- 47, XYY syndrome is a numerical chromosome alteration found in approximately 1 in 1000 male births. The boy or man has an additional Y chromosome, bringing the total chromosome number to 47.
- This alteration is not inherited; occurring as a result of errors during spermatogenesis or zygote development. Although fertile, males with 47,XYY do not produce an increase in XY or YY sperm.
- Most men with 47, XYY do not present with any clinical symptom or show any unusual clinical feature bringing into question this condition’s status as a ‘syndrome’. Growth spurts occur from the age of 2 years until puberty, producing above-average heights.
- Diagnosis may occur incidentally from a karyotype being tested for an unrelated reason (eg.for a familial translocation), either post-natally or pre-natally.
- Rarely, behavioural or educational problems have been associated with 47, XYY.
- The lack of a clinical presentation means that at least 85% of males with 47,XYY go un-diagnosed. A small proportion however, may have some symptoms.

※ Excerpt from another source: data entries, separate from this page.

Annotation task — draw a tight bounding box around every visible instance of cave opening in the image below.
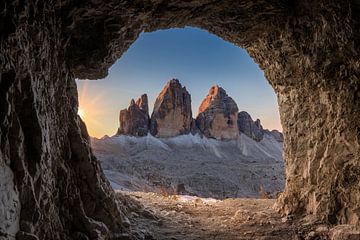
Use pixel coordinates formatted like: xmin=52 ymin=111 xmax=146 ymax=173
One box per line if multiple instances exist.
xmin=0 ymin=0 xmax=360 ymax=240
xmin=77 ymin=27 xmax=285 ymax=199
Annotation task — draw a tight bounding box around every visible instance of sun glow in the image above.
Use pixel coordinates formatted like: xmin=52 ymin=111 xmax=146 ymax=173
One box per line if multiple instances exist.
xmin=78 ymin=80 xmax=113 ymax=137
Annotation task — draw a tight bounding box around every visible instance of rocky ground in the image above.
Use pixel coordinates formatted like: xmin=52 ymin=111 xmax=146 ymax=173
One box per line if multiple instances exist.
xmin=117 ymin=191 xmax=360 ymax=240
xmin=92 ymin=134 xmax=284 ymax=199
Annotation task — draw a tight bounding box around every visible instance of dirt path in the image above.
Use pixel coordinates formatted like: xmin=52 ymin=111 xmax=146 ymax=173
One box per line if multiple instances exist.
xmin=119 ymin=192 xmax=334 ymax=240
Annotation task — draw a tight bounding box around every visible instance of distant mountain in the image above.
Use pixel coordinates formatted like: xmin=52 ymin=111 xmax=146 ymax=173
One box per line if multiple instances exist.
xmin=91 ymin=79 xmax=284 ymax=199
xmin=117 ymin=79 xmax=283 ymax=142
xmin=91 ymin=134 xmax=284 ymax=199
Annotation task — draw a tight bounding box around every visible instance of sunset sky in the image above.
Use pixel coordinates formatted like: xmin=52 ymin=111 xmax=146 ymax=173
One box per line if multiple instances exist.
xmin=77 ymin=27 xmax=282 ymax=137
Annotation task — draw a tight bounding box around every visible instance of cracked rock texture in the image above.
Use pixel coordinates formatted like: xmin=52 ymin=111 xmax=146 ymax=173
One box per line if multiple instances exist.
xmin=117 ymin=94 xmax=150 ymax=136
xmin=0 ymin=0 xmax=360 ymax=239
xmin=237 ymin=111 xmax=264 ymax=142
xmin=196 ymin=85 xmax=239 ymax=139
xmin=150 ymin=79 xmax=192 ymax=137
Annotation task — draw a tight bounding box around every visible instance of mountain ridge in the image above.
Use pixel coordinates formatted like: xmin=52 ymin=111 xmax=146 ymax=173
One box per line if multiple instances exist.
xmin=116 ymin=78 xmax=284 ymax=142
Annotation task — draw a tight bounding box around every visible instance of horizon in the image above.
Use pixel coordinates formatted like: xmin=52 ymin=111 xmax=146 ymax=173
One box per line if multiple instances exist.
xmin=76 ymin=27 xmax=282 ymax=138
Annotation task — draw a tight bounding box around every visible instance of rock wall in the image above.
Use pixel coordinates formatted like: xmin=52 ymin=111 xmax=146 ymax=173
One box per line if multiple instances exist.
xmin=196 ymin=85 xmax=239 ymax=139
xmin=117 ymin=94 xmax=150 ymax=136
xmin=150 ymin=79 xmax=192 ymax=137
xmin=237 ymin=111 xmax=264 ymax=142
xmin=0 ymin=1 xmax=126 ymax=240
xmin=0 ymin=0 xmax=360 ymax=239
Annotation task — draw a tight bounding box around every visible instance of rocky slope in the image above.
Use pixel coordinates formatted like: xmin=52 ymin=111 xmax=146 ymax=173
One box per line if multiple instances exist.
xmin=91 ymin=134 xmax=284 ymax=199
xmin=196 ymin=85 xmax=239 ymax=139
xmin=117 ymin=94 xmax=150 ymax=136
xmin=150 ymin=79 xmax=192 ymax=137
xmin=0 ymin=0 xmax=360 ymax=239
xmin=117 ymin=79 xmax=283 ymax=142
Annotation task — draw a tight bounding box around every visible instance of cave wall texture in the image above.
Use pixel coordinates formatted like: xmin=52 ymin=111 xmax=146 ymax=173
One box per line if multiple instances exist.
xmin=0 ymin=0 xmax=360 ymax=239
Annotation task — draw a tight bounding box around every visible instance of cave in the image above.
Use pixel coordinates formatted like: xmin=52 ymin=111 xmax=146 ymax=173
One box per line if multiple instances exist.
xmin=0 ymin=0 xmax=360 ymax=239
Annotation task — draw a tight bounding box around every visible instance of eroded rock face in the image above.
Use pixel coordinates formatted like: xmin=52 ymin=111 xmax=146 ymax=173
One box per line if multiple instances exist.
xmin=237 ymin=111 xmax=264 ymax=142
xmin=267 ymin=129 xmax=284 ymax=142
xmin=117 ymin=94 xmax=150 ymax=136
xmin=196 ymin=85 xmax=239 ymax=139
xmin=0 ymin=0 xmax=360 ymax=239
xmin=150 ymin=79 xmax=192 ymax=137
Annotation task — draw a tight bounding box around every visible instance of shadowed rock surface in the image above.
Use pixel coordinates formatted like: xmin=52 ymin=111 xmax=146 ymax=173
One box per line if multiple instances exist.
xmin=150 ymin=79 xmax=192 ymax=137
xmin=117 ymin=94 xmax=150 ymax=136
xmin=196 ymin=85 xmax=239 ymax=139
xmin=0 ymin=0 xmax=360 ymax=239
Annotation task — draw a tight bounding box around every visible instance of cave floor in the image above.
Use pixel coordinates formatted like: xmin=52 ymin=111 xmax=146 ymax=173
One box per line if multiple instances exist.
xmin=118 ymin=192 xmax=328 ymax=240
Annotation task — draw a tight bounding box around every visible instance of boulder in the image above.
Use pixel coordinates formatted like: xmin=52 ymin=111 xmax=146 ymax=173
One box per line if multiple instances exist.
xmin=150 ymin=79 xmax=192 ymax=137
xmin=117 ymin=94 xmax=149 ymax=136
xmin=196 ymin=85 xmax=239 ymax=139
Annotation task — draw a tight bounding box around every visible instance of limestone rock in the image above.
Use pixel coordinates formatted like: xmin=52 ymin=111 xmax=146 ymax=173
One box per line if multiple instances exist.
xmin=0 ymin=0 xmax=360 ymax=240
xmin=270 ymin=129 xmax=284 ymax=142
xmin=117 ymin=94 xmax=149 ymax=136
xmin=237 ymin=111 xmax=264 ymax=142
xmin=196 ymin=85 xmax=239 ymax=139
xmin=150 ymin=79 xmax=192 ymax=137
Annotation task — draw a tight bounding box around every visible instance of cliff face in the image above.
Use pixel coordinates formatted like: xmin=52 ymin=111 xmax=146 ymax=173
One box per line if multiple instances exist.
xmin=150 ymin=79 xmax=192 ymax=137
xmin=237 ymin=111 xmax=264 ymax=142
xmin=117 ymin=94 xmax=150 ymax=136
xmin=0 ymin=0 xmax=360 ymax=239
xmin=196 ymin=85 xmax=239 ymax=139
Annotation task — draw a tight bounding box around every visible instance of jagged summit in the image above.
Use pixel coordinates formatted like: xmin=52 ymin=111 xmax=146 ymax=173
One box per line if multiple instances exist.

- Growth occurs more rapidly than the average from the age of 2 years until puberty, producing an average final height 7cm above the expected and with a mean of 188cm. There may be a delay in the onset of secondary sexual development by approximately 6 months of age
- Fertility is usually unaffected, but the extra Y chromosome is rarely transmitted to the offspring.
- Mild behavioural and educational problems are more common in males with 47,XYY, There may be communication and interaction problems with a delay in speech and language development, and increased incidence of reading difficulty.
- Often the diagnosis is made prenatally as an incidental finding on karyotyping, unrelated to the reason for requesting this from amniocentesis or chorion villus biopsy (eg. in relation to a familial translocation, or to unrelated fetal abnormality).
- Post-natally the diagnosis may also be made incidentally from karyotyping for an unrelated reason, or may be found on genetic testing in relation to tall stature and/or educational delay. (see below).
- 47, XYY is not inherited, but occurs as a random nondisjunction (failure of chromosome pair separation) event during meiosis II of spermatogenesis. The numerical chromosomal anomaly can also be generated following fertilisation by errors in mitosis.
- Males with 47,XYY do not produce an excess of 47,XYY or 47,XXY offspring.
- As 47, XYY is most commonly not presenting with a clinical problem, specific clinical management is usually not required.
- Routine disclosure of this aneuploidy, if detected as an incidental finding, may not always be a straightforward decision, particularly if there is no phenotypic abnormality. Certainly, disclosure requires that the information be put into an appropriate perspective.
- Rare presentations of behavioural abnormalities which place patients on the autistic spectrum may be aided with appropriate professional help.
- Following the observance of behavioural or developmental abnormalities, detection can be carried out by karyotyping (the visualisation of a patient’s chromosomes under a light microscope to observe chromosome shape and number).
- DNA-based techniques of qfPCR (quantitative fluorescence PCR), fluorescent in situ hybridisation (FISH), or array CGH (comparative genome hybridisation) may also be used.
This information is intended for educational use and was current in August 2013. For clinical management, it is recommended that local guidelines and protocols are used.